Não raro, homens sugerem às mulheres que coloquem o chat e o microfone no mudo, além de se identificarem com nickname masculino, para evitar assédios na rede. “Queria jogar Valorant (game de tiro em equipe) sozinha sem ser chamada de vagabunda”, desabafou Daniela Li após expor o abuso que sofreu de MiT. De acordo com Mikannn, a onda mais recente de denúncias contra gamers notórios não é exatamente uma surpresa para quem conhece o ecossistema. “Apesar de hoje termos mais mulheres com visibilidade, elas continuam muito vulneráveis. Os jogadores profissionais são fruto desse meio permissivo com o machismo. A fama faz com que pensem que podem tudo. Não aprendem a lidar com a mulher de um jeito que não seja agressivo.”
Além do machismo, a tolerância ao racismo também tem sido alvo de embates na comunidade gamer. No começo de janeiro, o jogador de Fortnite, Orlando “kirito” Rodrigues, foi expulso da equipe norte-americana TRNL Gaming devido a injúria racial cometida durante uma live. “Chama a mãe dele de macaca”, escreveu ao se irritar com um oponente. “Queria pedir uma segunda chance de provar com o tempo que não sou assim. Sei que geral vai me odiar e eu entendo. Já estou pagando pelos meus erros e vou repensar minhas atitudes”, publicou kirito depois de sua equipe anunciar a demissão.

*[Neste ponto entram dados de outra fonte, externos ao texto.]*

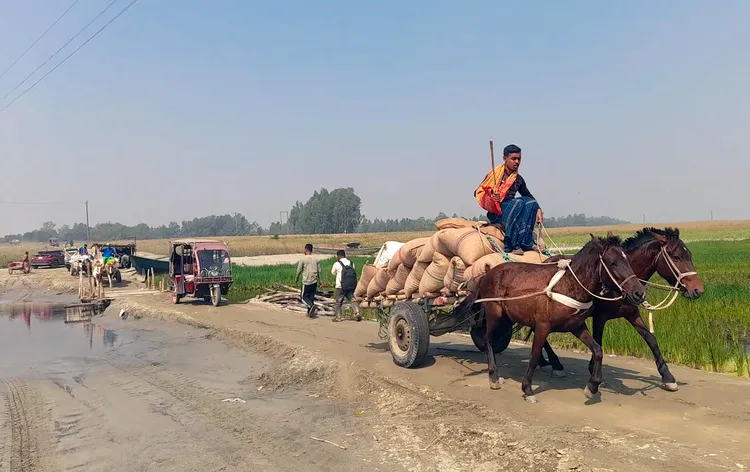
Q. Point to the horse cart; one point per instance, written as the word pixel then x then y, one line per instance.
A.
pixel 408 324
pixel 200 269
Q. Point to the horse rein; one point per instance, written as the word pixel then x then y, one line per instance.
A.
pixel 667 302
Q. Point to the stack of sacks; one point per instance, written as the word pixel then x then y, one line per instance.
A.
pixel 396 284
pixel 401 265
pixel 455 276
pixel 432 281
pixel 368 272
pixel 457 256
pixel 378 283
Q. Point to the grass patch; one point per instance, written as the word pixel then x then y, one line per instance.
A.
pixel 252 281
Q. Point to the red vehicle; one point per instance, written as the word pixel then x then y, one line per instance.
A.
pixel 48 259
pixel 200 269
pixel 22 266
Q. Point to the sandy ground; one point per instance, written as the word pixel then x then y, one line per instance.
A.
pixel 444 416
pixel 117 396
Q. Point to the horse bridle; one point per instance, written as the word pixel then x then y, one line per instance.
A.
pixel 673 268
pixel 611 276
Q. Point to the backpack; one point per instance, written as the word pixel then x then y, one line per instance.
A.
pixel 348 277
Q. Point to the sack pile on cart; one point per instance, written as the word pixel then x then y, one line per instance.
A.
pixel 451 262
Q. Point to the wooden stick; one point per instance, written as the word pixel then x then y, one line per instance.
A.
pixel 327 442
pixel 492 157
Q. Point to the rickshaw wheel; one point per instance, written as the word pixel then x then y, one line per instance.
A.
pixel 216 296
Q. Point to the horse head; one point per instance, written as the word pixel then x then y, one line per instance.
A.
pixel 615 272
pixel 675 263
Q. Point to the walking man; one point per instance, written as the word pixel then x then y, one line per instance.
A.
pixel 346 281
pixel 309 269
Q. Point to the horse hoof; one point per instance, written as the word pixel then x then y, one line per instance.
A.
pixel 588 393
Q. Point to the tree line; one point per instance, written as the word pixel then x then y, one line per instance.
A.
pixel 334 212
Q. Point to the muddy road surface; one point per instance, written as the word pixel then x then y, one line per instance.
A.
pixel 102 394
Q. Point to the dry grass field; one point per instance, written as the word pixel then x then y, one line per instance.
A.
pixel 290 244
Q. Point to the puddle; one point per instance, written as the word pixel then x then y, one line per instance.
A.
pixel 33 333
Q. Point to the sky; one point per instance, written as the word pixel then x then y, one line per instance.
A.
pixel 185 108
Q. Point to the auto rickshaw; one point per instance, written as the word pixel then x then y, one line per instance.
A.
pixel 200 268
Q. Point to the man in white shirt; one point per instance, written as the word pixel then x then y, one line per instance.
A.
pixel 346 281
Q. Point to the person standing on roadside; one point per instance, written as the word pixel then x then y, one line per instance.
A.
pixel 346 281
pixel 309 268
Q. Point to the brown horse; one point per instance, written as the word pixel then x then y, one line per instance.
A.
pixel 523 293
pixel 650 251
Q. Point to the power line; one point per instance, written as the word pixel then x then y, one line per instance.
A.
pixel 38 39
pixel 38 203
pixel 58 51
pixel 68 56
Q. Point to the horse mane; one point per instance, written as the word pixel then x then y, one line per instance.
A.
pixel 646 235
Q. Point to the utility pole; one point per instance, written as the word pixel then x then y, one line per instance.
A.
pixel 87 221
pixel 281 219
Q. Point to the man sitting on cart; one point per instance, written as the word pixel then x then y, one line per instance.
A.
pixel 517 216
pixel 108 256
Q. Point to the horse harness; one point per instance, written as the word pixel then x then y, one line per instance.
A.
pixel 563 265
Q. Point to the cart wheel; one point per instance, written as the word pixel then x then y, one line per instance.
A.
pixel 408 334
pixel 216 295
pixel 499 343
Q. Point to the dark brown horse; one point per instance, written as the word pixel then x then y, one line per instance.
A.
pixel 650 251
pixel 525 294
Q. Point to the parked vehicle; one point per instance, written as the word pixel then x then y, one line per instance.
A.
pixel 54 258
pixel 70 253
pixel 123 253
pixel 143 265
pixel 18 265
pixel 201 269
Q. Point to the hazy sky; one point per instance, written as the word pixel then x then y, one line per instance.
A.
pixel 187 108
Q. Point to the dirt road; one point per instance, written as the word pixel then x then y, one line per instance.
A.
pixel 444 416
pixel 149 396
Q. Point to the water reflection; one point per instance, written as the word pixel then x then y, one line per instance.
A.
pixel 71 315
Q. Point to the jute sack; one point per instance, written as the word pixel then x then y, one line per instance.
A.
pixel 407 255
pixel 455 275
pixel 378 283
pixel 496 232
pixel 432 279
pixel 474 273
pixel 425 252
pixel 368 272
pixel 412 282
pixel 468 243
pixel 396 284
pixel 448 223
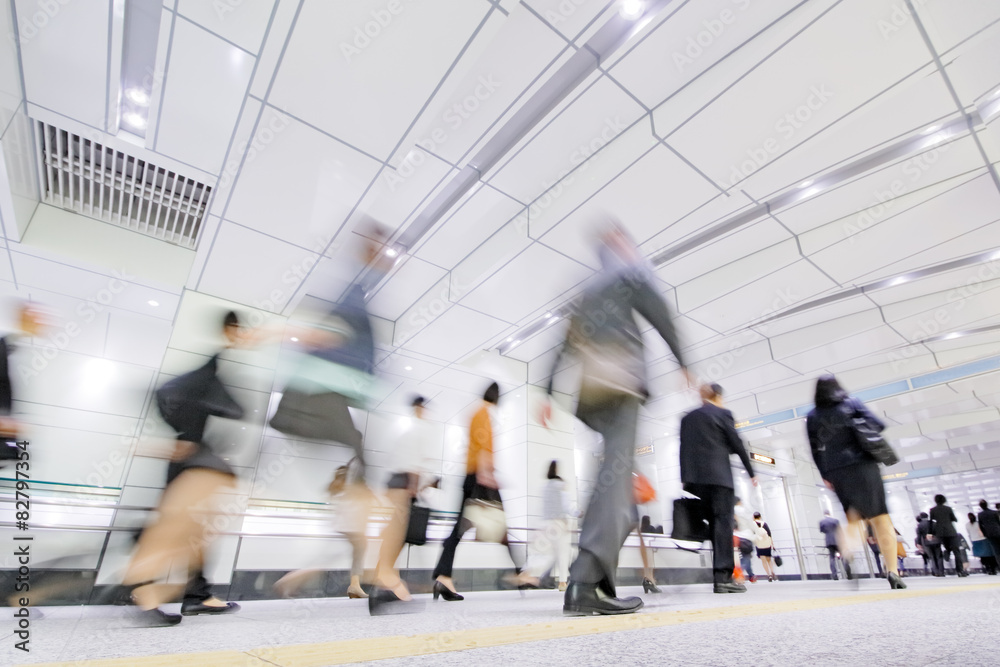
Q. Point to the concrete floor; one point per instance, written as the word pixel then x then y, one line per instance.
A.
pixel 935 622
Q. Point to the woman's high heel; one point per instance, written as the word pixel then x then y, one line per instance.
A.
pixel 445 592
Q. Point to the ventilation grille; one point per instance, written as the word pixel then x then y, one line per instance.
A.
pixel 81 175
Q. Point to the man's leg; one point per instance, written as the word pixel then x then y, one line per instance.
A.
pixel 447 559
pixel 608 520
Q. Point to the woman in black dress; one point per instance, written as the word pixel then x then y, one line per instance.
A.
pixel 850 471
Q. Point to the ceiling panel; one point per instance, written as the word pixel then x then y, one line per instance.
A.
pixel 804 91
pixel 300 186
pixel 593 119
pixel 242 23
pixel 455 334
pixel 785 287
pixel 727 278
pixel 407 283
pixel 867 200
pixel 466 228
pixel 204 72
pixel 530 281
pixel 947 23
pixel 354 51
pixel 636 198
pixel 64 56
pixel 250 268
pixel 926 227
pixel 916 104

No ano passado, um escândalo racista já havia sacudido o circuito dos e-games. Publicações e comentários discriminatórios do canal Xbox Mil Grau, um dos mais populares sobre a plataforma da Microsoft, foram resgatados por seguidores. Uma mobilização nas redes, que envolveu inclusive o movimento Sleeping Giants, conseguiu desmonetizar o canal através da retirada de publicidade. A Microsoft impediu que os administradores continuassem usando a marca Xbox no nome. Por fim, diante de recorrentes manifestações racistas, o canal acabou banido do Youtube e da Twitch, plataforma que, em maio de 2020, já havia suspendido a conta de Renan Bolsonaro, filho do presidente Jair Bolsonaro, por violar suas políticas de conduta de ódio durante transmissões.
“Minorias costumam ser repelidas e perseguidas no ambiente dos gamers”, diz Míriam Castro. Para a youtuber, reações de empresas e equipes ao punir agressores e iniciativas como o Wakanda Streamers, coletivo que luta pela inclusão de pessoas negras na cena dos games, são reflexos positivos dos avanços em termos de representatividade. Porém, ela julga necessária uma ação mais proativa das plataformas, principalmente na moderação de comentários com teor discriminatório em chats e lives. “Marcas, consoles e canais de streaming podem oferecer um serviço melhor e mais seguro para pessoas negras, LGBTs e mulheres, ampliando seu público. Por muito tempo, empresas endossaram comunidades supertóxicas e afastaram vários consumidores dos seus jogos. As coisas estão mudando, e essa permissividade já não é mais sustentável.”